Thank you for updating the docs. This will be helpful for people in the future.

If x = JtJ \ b, then you need y = bt * x, where bt is a sparse row vector, correct? So if Bset is the sparsity of bt, don't you only need x(i) for all i in Bset?

If so, then cholmod_solve2 will compute that. It will compute more of x, as it needs to (and returns that set in Xset), but it will compute all x(i) for all i in Bset.

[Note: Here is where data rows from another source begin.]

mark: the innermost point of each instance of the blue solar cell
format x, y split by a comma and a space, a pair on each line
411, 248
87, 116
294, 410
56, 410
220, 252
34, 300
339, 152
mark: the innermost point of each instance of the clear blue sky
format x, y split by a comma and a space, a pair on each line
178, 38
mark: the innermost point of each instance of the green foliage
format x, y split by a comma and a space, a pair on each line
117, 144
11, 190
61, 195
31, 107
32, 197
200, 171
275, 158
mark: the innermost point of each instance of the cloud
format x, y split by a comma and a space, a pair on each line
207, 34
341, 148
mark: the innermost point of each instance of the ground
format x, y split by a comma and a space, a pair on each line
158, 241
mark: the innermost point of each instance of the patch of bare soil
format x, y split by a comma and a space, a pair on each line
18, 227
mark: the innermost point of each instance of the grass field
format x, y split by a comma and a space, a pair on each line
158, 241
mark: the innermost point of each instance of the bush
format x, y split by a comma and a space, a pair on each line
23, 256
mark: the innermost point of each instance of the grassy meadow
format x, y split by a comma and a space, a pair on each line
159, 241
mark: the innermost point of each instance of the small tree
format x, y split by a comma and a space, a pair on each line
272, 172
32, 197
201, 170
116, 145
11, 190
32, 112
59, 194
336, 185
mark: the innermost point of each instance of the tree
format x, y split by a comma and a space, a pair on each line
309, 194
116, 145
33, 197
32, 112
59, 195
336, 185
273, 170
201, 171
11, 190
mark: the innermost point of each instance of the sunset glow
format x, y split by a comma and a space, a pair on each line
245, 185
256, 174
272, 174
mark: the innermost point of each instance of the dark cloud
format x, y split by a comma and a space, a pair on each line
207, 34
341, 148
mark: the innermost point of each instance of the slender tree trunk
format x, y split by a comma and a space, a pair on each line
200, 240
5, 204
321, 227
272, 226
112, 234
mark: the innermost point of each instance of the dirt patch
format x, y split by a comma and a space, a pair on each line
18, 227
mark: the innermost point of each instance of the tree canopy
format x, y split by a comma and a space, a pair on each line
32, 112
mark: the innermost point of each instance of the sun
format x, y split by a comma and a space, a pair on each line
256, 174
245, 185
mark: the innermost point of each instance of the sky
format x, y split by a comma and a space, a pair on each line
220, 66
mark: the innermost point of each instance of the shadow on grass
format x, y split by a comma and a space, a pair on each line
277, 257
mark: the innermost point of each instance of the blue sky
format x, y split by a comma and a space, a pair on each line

Yes... That is absolutely correct, and should work ok. Thanks for the suggestion! I think once I discovered this "bug", I lost faith that I understood what cholmod was doing, and stopped investigating. Thanks you very much!

Awesome!

This use case is exactly what I put the Xset / Bset method in place for.

I think this has to be the best "bug" I've seen .. the fix is "This is not a bug, but a specific feature you want to exploit to greatly speed up your code."

Hi. I worked on this a bit just now, and have another related question if that's ok. Before using Bset, I could make my computation much faster by solving L x = b instead of JtJ x = b: xt inv(JtJ) x = xt inv(Lt L) x = xt inv(L) inv(Lt) x = norm2( inv(Lt) x ). So instead of solving JtJ x = b, which would need to solve two different L x = b problems, I could solve one L x = b problem, and compute the norm of the result. In my use cases this made my things 2x faster. I'm omitting uninteresting details about P and D here.

So now I'm trying to use Bset with cholmod_solve2(CHOLMOD_L, ...) now, and it doesn't work at all: the solution to L x = b I'm getting is all zero. I might be doing something wrong, but before debugging deeper, I'd like to ask you: can this work at all? Would you expect it to?

Thanks.

So to answer my own question, this is possible, but

  • cholmod_solve2() would need to return Yset to indicate the sparsity pattern of L \ b. Currently Yset is computed inside cholmod_solve2(), but not returned
  • I would ideally want a new cholmod_solve2() system (let's call it sys=CHOLMOD_LP) to apply the permutation, solve L \ b, return Yset, and not necessarily apply the reverse permutation (if I'm computing norm2(L \ b), the reverse permutation isn't needed.
  • xt inv(JtJ) x = norm2(inv(Lt) x) only if we have an LLt factorization, not an LDLt factorization. I can force this by setting common.final_ll = 1;. Is there any down-side to doing that?

I can give you patches to implement some of this, if you let me know what the preferred approach is. Is there a better forum for this discussion? Should I move this back to the "github discussions"? Thanks.